Solved

Parse non-delimited Address field

Posted on 2013-11-10
11
473 Views
Last Modified: 2013-11-26
I have a field in an Access record data-set that contain the addresses of businesses. The table contains 7,000 records.

Current Record:

fldBusAddress
|646 RACOON RDG SCOTTSVILLE VA 24590              |
|1120 KINGSWAY RD AFTON VA 22920                  |
|3606 MILLINGTON RD FREE UNION VA 22940           |
|248 REAS FORD RD EARLYSVILLE VA 22936            |
|2684 CHAPEL SPRINGS LN FREE UNION VA 22940       |
|2030 AVON CT UNIT 8 CHARLOTTESVILLE VA 22902     |
|1667 BAILEYS RETREAT RD CHARLOTTESVILLE VA 22901 |

Desired Record:

HseNum|Street Name       |Suite  |City            |State |Zip
646   |RACOON RDG        |       |SCOTTSVILLE     |VA    |24590
1120  |KINGSWAY RD       |       |AFTON           |VA    |22920
3606  |MILLINGTON RD     |       |FREE UNION      |VA    |22940
248   |REAS FORD RD      |       |EARLYSVILLE     |VA    |22936
2684  |CHAPEL SPRINGS LN |       |FREE UNION      |VA    |22940
2030  |AVON CT           |UNIT 8 |CHARLOTTESVILLE |VA    |22902
1667  |BAILEYS RETREAT RD|       |CHARLOTTESVILLE |VA    |22901

I have uploaded two .txt files. One is of the example above and the other is a 100 record data-set.

I have been successful using Left() to get the HseNum and InStrRev() to get the State and Zip but the records that have a two-part City name and/or a two-part Street name has me stumped. I have also checked the knowledge base but could not find a satisfactory solution.

I am getting near a deadline and need help to move forward. Thanks in advance!!
BusAddrExample.txt
BusinessAddress.txt
0
Comment
Question by:ergenbgr
  • 3
  • 2
  • 2
  • +4
11 Comments
 
LVL 57
ID: 39637033
<<but the records that have a two-part City name and/or a two-part Street name has me stumped.

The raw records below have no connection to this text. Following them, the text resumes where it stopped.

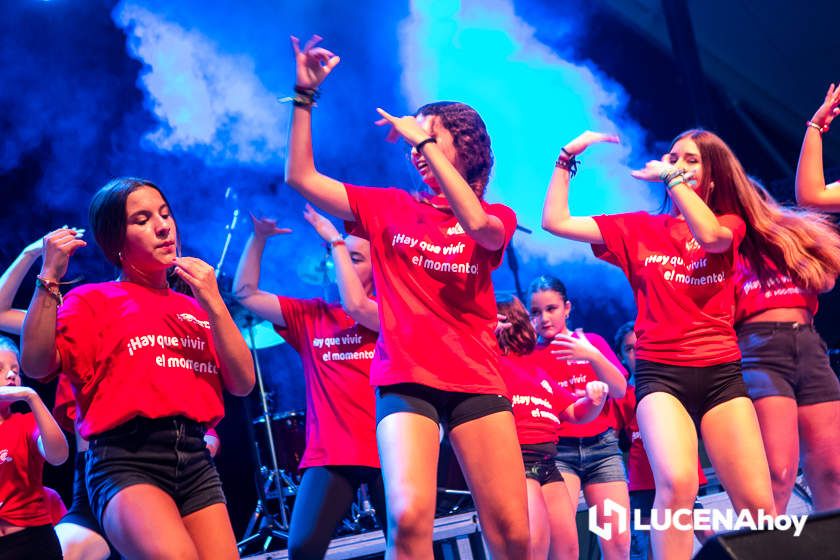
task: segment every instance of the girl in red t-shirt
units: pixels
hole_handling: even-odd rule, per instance
[[[840,84],[831,84],[822,105],[808,121],[796,166],[796,202],[826,212],[840,212],[840,181],[825,183],[822,135],[840,115]]]
[[[86,244],[74,230],[47,235],[23,324],[23,363],[35,377],[60,371],[73,383],[76,426],[90,441],[91,506],[120,553],[234,558],[203,436],[224,413],[223,388],[244,396],[253,387],[251,354],[213,268],[178,255],[176,223],[158,187],[113,180],[94,196],[90,221],[119,280],[63,298],[58,283]],[[194,298],[169,288],[173,266]]]
[[[589,381],[579,398],[563,389],[539,366],[533,351],[537,333],[515,296],[498,302],[505,323],[496,330],[502,377],[513,398],[516,434],[525,463],[531,558],[578,558],[577,500],[566,490],[554,462],[561,422],[585,423],[604,407],[609,388]]]
[[[368,485],[376,515],[385,525],[370,385],[370,362],[379,330],[376,303],[371,299],[370,243],[353,235],[343,238],[332,222],[309,205],[304,217],[329,244],[341,304],[259,289],[266,241],[291,231],[267,218],[252,216],[254,233],[233,281],[242,305],[271,321],[303,362],[306,449],[289,527],[292,559],[324,556],[361,484]]]
[[[607,341],[595,333],[568,328],[572,303],[559,279],[547,275],[534,279],[528,303],[539,335],[534,357],[561,387],[582,395],[588,382],[600,380],[609,387],[610,402],[624,396],[627,372]],[[597,507],[600,526],[617,527],[620,519],[606,515],[603,504],[609,499],[629,508],[630,500],[612,406],[585,424],[563,425],[559,436],[554,460],[572,501],[577,502],[583,489],[586,503]],[[630,532],[614,532],[610,539],[599,539],[599,545],[607,560],[626,558]]]
[[[591,243],[619,266],[636,298],[636,417],[656,481],[657,509],[691,509],[697,495],[697,433],[737,510],[774,514],[770,473],[732,327],[735,255],[746,235],[741,202],[754,192],[717,136],[681,134],[663,161],[634,177],[664,180],[670,214],[572,217],[575,156],[618,138],[585,132],[564,146],[552,175],[543,227]],[[753,224],[750,224],[753,227]],[[691,531],[654,531],[663,558],[689,558]]]
[[[371,365],[377,441],[388,502],[388,556],[431,558],[441,422],[449,433],[495,558],[528,555],[522,456],[493,336],[491,271],[504,257],[516,216],[482,201],[490,138],[471,107],[442,102],[416,116],[379,110],[389,135],[412,146],[434,192],[346,185],[312,157],[317,87],[339,58],[314,37],[297,60],[286,181],[328,213],[354,222],[371,242],[380,333]]]
[[[814,328],[817,295],[840,272],[840,236],[827,216],[782,207],[755,187],[774,237],[741,245],[735,329],[776,510],[787,510],[800,460],[814,509],[840,508],[840,382]]]
[[[0,336],[0,560],[60,559],[41,476],[44,461],[60,465],[69,448],[38,393],[20,383],[17,347]],[[16,401],[31,412],[13,413]]]

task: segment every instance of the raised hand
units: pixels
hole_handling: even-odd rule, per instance
[[[821,126],[823,132],[825,132],[837,115],[840,115],[840,83],[828,86],[825,99],[814,116],[811,117],[811,122]]]
[[[222,303],[219,286],[216,284],[215,271],[206,262],[195,257],[177,257],[175,259],[175,274],[187,283],[192,290],[193,297],[202,309],[208,313],[214,305]]]
[[[320,35],[313,35],[300,49],[300,39],[292,35],[292,49],[295,51],[295,85],[307,89],[315,89],[321,85],[341,58],[332,51],[316,47],[321,42]]]
[[[61,226],[61,227],[65,228],[65,229],[71,229],[71,230],[75,231],[76,232],[76,239],[81,239],[85,234],[84,228],[71,228],[71,227],[68,227],[66,225]],[[56,231],[58,231],[58,230],[56,230]],[[32,243],[30,243],[29,245],[24,247],[23,248],[23,253],[25,255],[29,255],[29,256],[35,257],[35,258],[43,255],[44,254],[44,238],[39,237],[38,239],[36,239]]]
[[[493,333],[496,336],[499,336],[499,333],[508,330],[512,326],[513,326],[513,323],[508,322],[507,315],[502,315],[501,313],[496,313],[496,328],[493,329]]]
[[[324,241],[334,241],[341,238],[341,234],[335,225],[324,216],[315,211],[309,204],[303,211],[303,218],[318,232]]]
[[[35,394],[31,387],[20,385],[7,385],[0,387],[0,403],[13,403],[17,401],[28,401]]]
[[[600,144],[602,142],[609,142],[611,144],[618,144],[619,139],[615,134],[607,134],[605,132],[593,132],[591,130],[585,131],[583,134],[563,146],[567,152],[576,156],[583,153],[586,148],[592,144]]]
[[[598,352],[581,329],[575,329],[577,337],[564,333],[554,335],[551,341],[552,350],[558,360],[592,360],[592,356]]]
[[[59,228],[44,236],[44,262],[41,265],[41,276],[44,279],[58,282],[67,274],[70,257],[80,248],[87,246],[78,236],[79,230],[68,228]]]
[[[382,115],[382,118],[376,121],[378,126],[391,125],[391,130],[388,131],[388,136],[385,137],[388,142],[396,142],[402,137],[412,146],[416,146],[429,137],[429,133],[411,115],[395,117],[379,107],[376,108],[376,112]]]
[[[667,156],[663,156],[667,157]],[[662,181],[662,178],[667,175],[668,173],[677,171],[677,166],[671,165],[668,162],[661,161],[661,160],[651,160],[647,162],[644,169],[637,169],[636,171],[631,171],[630,175],[635,177],[636,179],[641,179],[642,181]],[[694,176],[694,171],[686,171],[685,172],[685,179],[689,180]],[[690,182],[690,181],[689,181]]]
[[[271,218],[257,218],[253,214],[250,214],[250,216],[251,223],[254,225],[254,237],[268,239],[269,237],[274,237],[275,235],[292,233],[292,230],[289,228],[277,227],[277,220],[273,220]]]
[[[610,388],[603,381],[590,381],[586,384],[586,396],[595,406],[600,406],[609,392]]]

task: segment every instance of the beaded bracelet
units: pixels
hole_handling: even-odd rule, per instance
[[[58,282],[54,280],[47,280],[41,275],[35,277],[35,286],[41,288],[42,290],[46,290],[48,294],[50,294],[53,299],[58,302],[57,307],[61,307],[64,303],[64,296],[61,295],[61,290],[58,289]]]
[[[571,179],[577,174],[579,163],[580,162],[578,161],[577,156],[570,153],[565,147],[563,147],[560,148],[560,155],[557,156],[557,161],[554,162],[554,167],[568,171],[569,178]]]
[[[828,125],[820,126],[814,121],[805,121],[805,125],[817,129],[817,132],[819,132],[820,134],[828,132]]]

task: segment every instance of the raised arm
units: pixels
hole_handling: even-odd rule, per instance
[[[335,263],[335,277],[341,305],[354,321],[364,325],[372,331],[379,331],[379,305],[365,291],[359,275],[353,267],[353,259],[359,258],[350,254],[347,243],[331,221],[318,214],[311,206],[306,205],[303,217],[330,244],[333,263]]]
[[[609,387],[603,381],[590,381],[586,384],[586,395],[570,404],[560,415],[561,420],[586,424],[601,414],[607,400]]]
[[[667,157],[667,156],[666,156]],[[732,230],[720,223],[714,212],[694,192],[692,172],[678,174],[679,169],[664,161],[649,161],[644,169],[633,171],[633,177],[643,181],[665,181],[665,189],[700,246],[709,253],[723,253],[732,246]],[[669,180],[674,177],[672,180]]]
[[[23,320],[20,358],[27,375],[41,379],[59,369],[61,358],[55,346],[56,312],[60,296],[58,282],[67,273],[70,257],[87,245],[77,230],[61,228],[44,237],[44,260],[38,288],[32,295]]]
[[[193,296],[207,312],[225,389],[237,397],[246,396],[254,388],[254,359],[222,301],[213,267],[193,257],[178,257],[175,274],[189,285]]]
[[[840,84],[831,84],[808,126],[796,166],[796,202],[801,206],[840,212],[840,189],[826,187],[823,174],[822,135],[840,114]]]
[[[619,365],[618,358],[609,347],[603,350],[592,344],[581,329],[576,337],[558,334],[551,341],[551,353],[559,360],[586,360],[595,370],[595,375],[609,387],[609,394],[620,399],[627,391],[627,377]]]
[[[259,317],[271,321],[279,327],[285,327],[283,310],[277,296],[260,290],[260,264],[263,251],[269,237],[291,233],[287,228],[278,228],[277,222],[269,218],[257,218],[251,214],[254,232],[245,243],[245,251],[236,267],[233,278],[233,295],[246,309]]]
[[[43,243],[43,238],[30,243],[0,276],[0,331],[20,334],[23,328],[26,311],[12,309],[12,302],[26,273],[41,256]]]
[[[617,143],[618,136],[587,130],[561,149],[543,204],[542,227],[547,232],[585,243],[604,242],[601,230],[591,216],[572,216],[569,210],[569,181],[574,171],[574,158],[600,142]]]
[[[32,416],[35,417],[35,424],[41,435],[38,437],[38,452],[51,465],[60,465],[67,460],[70,448],[67,445],[67,438],[58,426],[58,422],[50,414],[44,401],[31,387],[9,385],[0,387],[0,403],[11,404],[15,401],[23,401],[29,405]]]
[[[505,244],[504,224],[498,217],[484,210],[475,191],[438,147],[431,121],[426,120],[421,125],[411,115],[395,117],[380,108],[376,111],[382,116],[376,124],[393,127],[388,135],[389,139],[396,140],[402,137],[412,148],[417,149],[417,146],[420,146],[421,154],[437,179],[441,192],[449,201],[452,213],[458,218],[464,233],[487,250],[501,249]]]
[[[339,57],[327,49],[315,47],[321,37],[314,35],[303,50],[292,37],[295,53],[296,82],[289,153],[286,158],[286,182],[303,197],[342,220],[354,220],[344,185],[320,173],[312,156],[312,106],[318,87],[339,63]]]

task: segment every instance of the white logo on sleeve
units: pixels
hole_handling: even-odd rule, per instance
[[[14,459],[9,457],[9,450],[0,449],[0,463],[11,463],[12,461],[14,461]]]
[[[176,317],[178,317],[178,319],[186,323],[193,323],[194,325],[198,325],[199,327],[204,327],[205,329],[210,330],[210,321],[199,321],[195,317],[195,315],[191,315],[189,313],[178,313]]]

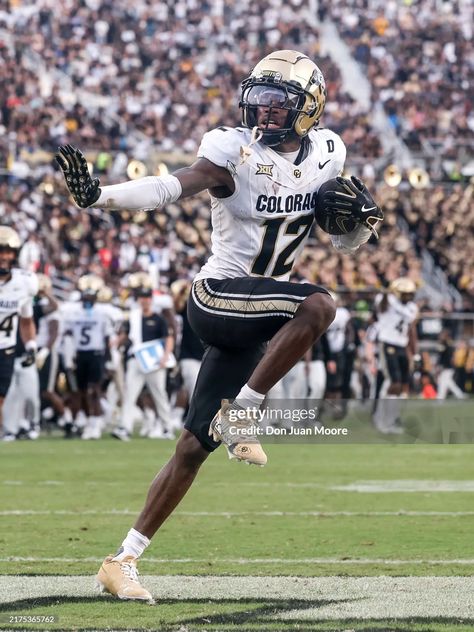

I have also checked the knowledge base but could not find a satisfactory solution.>>

 That's because there is none really.   An address like this:

|2684 CHAPEL SPRINGS LN FREE UNION VA 22940  

is very though to break up.

Your best bet in these cases is to have zip code data base, lookup the city and then see if it matches some part of the string.

That doesn't always work however because many times the zip given has a city name that's different from the "city" used in the address.

 For example, 14051 gives "Amherst, NY", but someone might use the city of Williamsville, NY

 What I do in these cases is have a flag for non-validated addresses and then have someone break them up manually.

Generally, by the time you get down to the real exceptions, there's only a handful in comparison to the full list.

Jim.
0
 
LVL 57
ID: 39637038
The other thing you can do is look for things like "Lane", "Road", "Route", "LN", "RD", "RTE", etc  and try and determine where the address info ends.

Anything between there and the state is the city.

Jim.
0
 
LVL 70

Expert Comment

by:KCTS
ID: 39637095
I can't see how you are going to automate this. Its   pretty simple task to split the data into individual words but the problem here is that there is no consistency, By that I mean there is no way to tell where one part of the address end and the other starts since the street address can be one, two or three words, suite is sometimes present and sometimes missing, city again can be one, two or perhaps three words.

All I can suggest is that you revisit the record and manually insert a delimiter - perhaps use the '|' symbol as a delimiter, then use that to split the strings.
0
 
LVL 39

Expert Comment

by:als315
ID: 39637167
Look at sample. Idea is the same as proposed by JDettman: list of address info ends.
I have problem with one line:
355 RIO RD W STE 102 CHARLOTTESVILLE VA 22901
STE 102 seems to be Suite, but where should be W?
DBImportFile.accdb
0
 
LVL 57
ID: 39637198
<<STE 102 seems to be Suite, but where should be W? >>

 It's part of the address:

355 RIO ROAD WEST
Suite 102
Charlottesville
VA
22901

 and that's all you can do.   Look at the exceptions, add code to compensate, and then do it again.

  At some point there is diminishing returns and it's simplest just to handle them manually.   But at what point that ends up happening is hard to say.

 Out of 7,000, if I got it down to a couple hundred and it was a one time deal, I'd stop there.   But if it was a repeating process, then I might try harder with code.

 Really dicey with pushing with code though; next time through, something might not match up with the code you have and then you have in-accurate addresses.   Often I find it's just simpler to go the manual route.

Jim.
0
Complete Microsoft Windows PC® & Mac Backup

Backup and recovery solutions to protect all your PCs & Mac– on-premises or in remote locations. Acronis backs up entire PC or Mac with patented reliable disk imaging technology and you will be able to restore workstations to a new, dissimilar hardware in minutes.

 
LVL 21
ID: 39637289
I am getting near a deadline and need help to move forward.

If this data is going to be used to do a mailing?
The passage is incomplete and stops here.